Resolved –  That Cabinet note the following information:

 

·  Based on the S114 notice as at 2nd July 2021 the General Fund balance was currently forecast to be a cumulative deficit of £111m as at 31/3/22. 

 

·  The current forecast for 2021/22 planned savings was a net overspend position of £0.02m.

 

·  The DSG balance was forecast to be a cumulative deficit of £24.2m as at 31/3/22, this forecast deficit position has increased recently by circa £0.238m compared to month 5.

 

·  At 30 September 2021, the HRA was forecasting a net surplus of £0.950m for 2021/22, however this may change as work progresses on the Business Plan.

 

·  The forecast capital programme outturn for the General Fund for 2021/22 is currently £50.6m, of which £19.4m was to be financed from new borrowing.

 

·  The forecast capital programme outturn for the HRA for 2021/22 was currently £12.9m

 

It was noted, however, that there were significant Council wide uncertainties in the current forecasts, which as well as being subject to ongoing monitoring, verification and challenge were also heavily dependent on the accuracy of information and continued emerging issues.

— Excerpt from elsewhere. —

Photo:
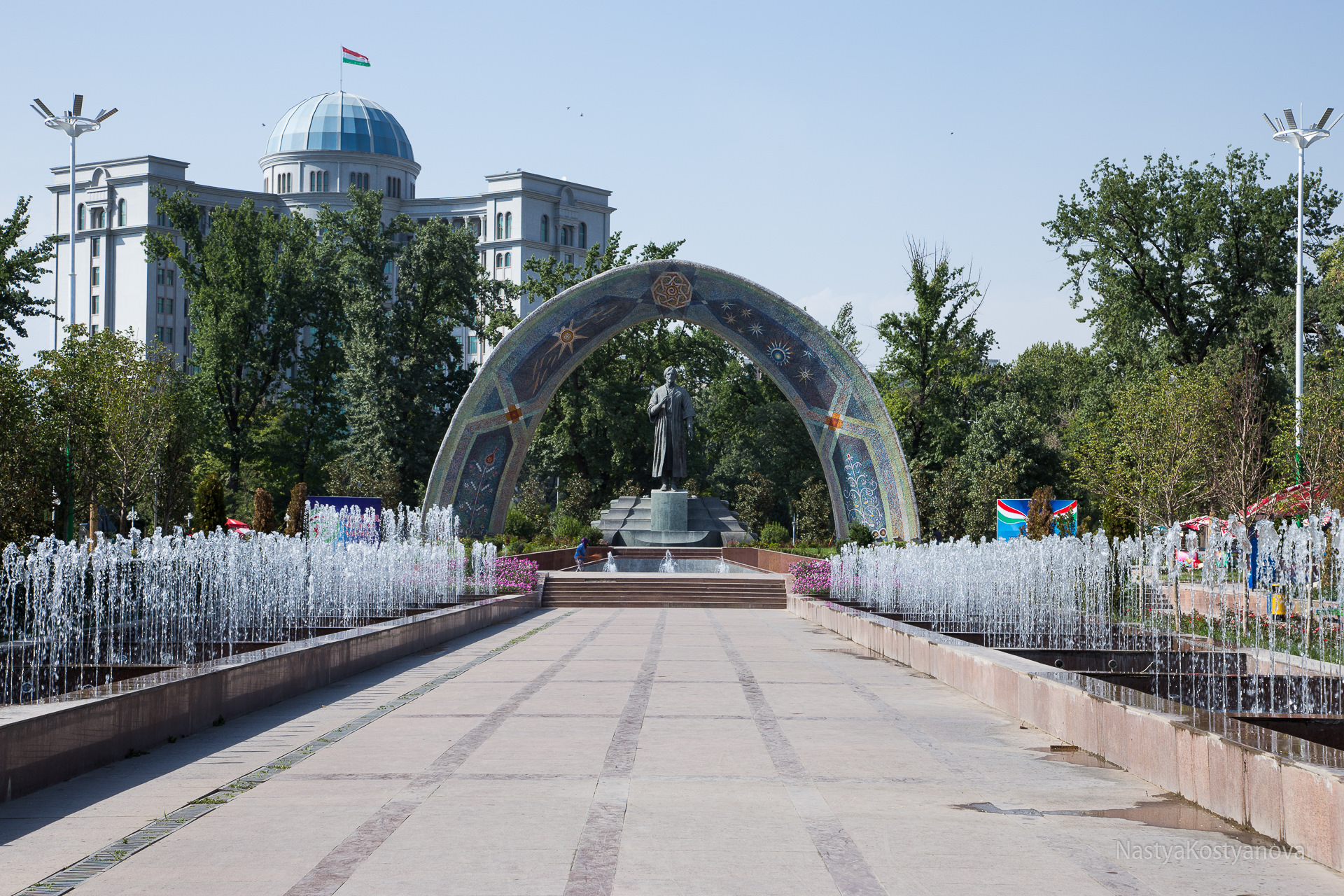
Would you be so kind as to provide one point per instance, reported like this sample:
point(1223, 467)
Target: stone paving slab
point(644, 751)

Service specific risks were noted in section 3.3.  In particular Council wide issues were:

 

·  year-end Statements of Accounts for 2018/19, 2019/20 and 2020/21 had yet to be finalised and audited. Further adjustments to these accounts may impact on the financial position as currently reported.

 

·  the capitalisation direction as previously reported had been under continuous review since July and remains so.  At this stage the work was ongoing but it was highly likely that the £111m cumulative deficit as at 31/3/22 would be increased as would the total forecast deficit previously reported as £174m in the S114 notice and updated to Council as likely to be above £200m.  The impact on corporate budgets remained to be determined as part of that review.  The emerging issues that would need to be funded by an additional capitalisation direction were likely to include by way of example:

 

o  further funding of the Council’s Minimum Revenue Provision

o  pay award of 1.75% for the Council and Children’s Company and other revenue pressures

o  inadequate provisions and contingencies

 

·  Covid-19 was an ongoing issue and a £6.4m contingency was built into the 2021/22 GF budget to cover any additional expenditure or loss of income as a result of ongoing lockdown measures. It was assumed that any additional expenditure would be compensated for with COVID grants, but this had yet to be confirmed by DLUHC.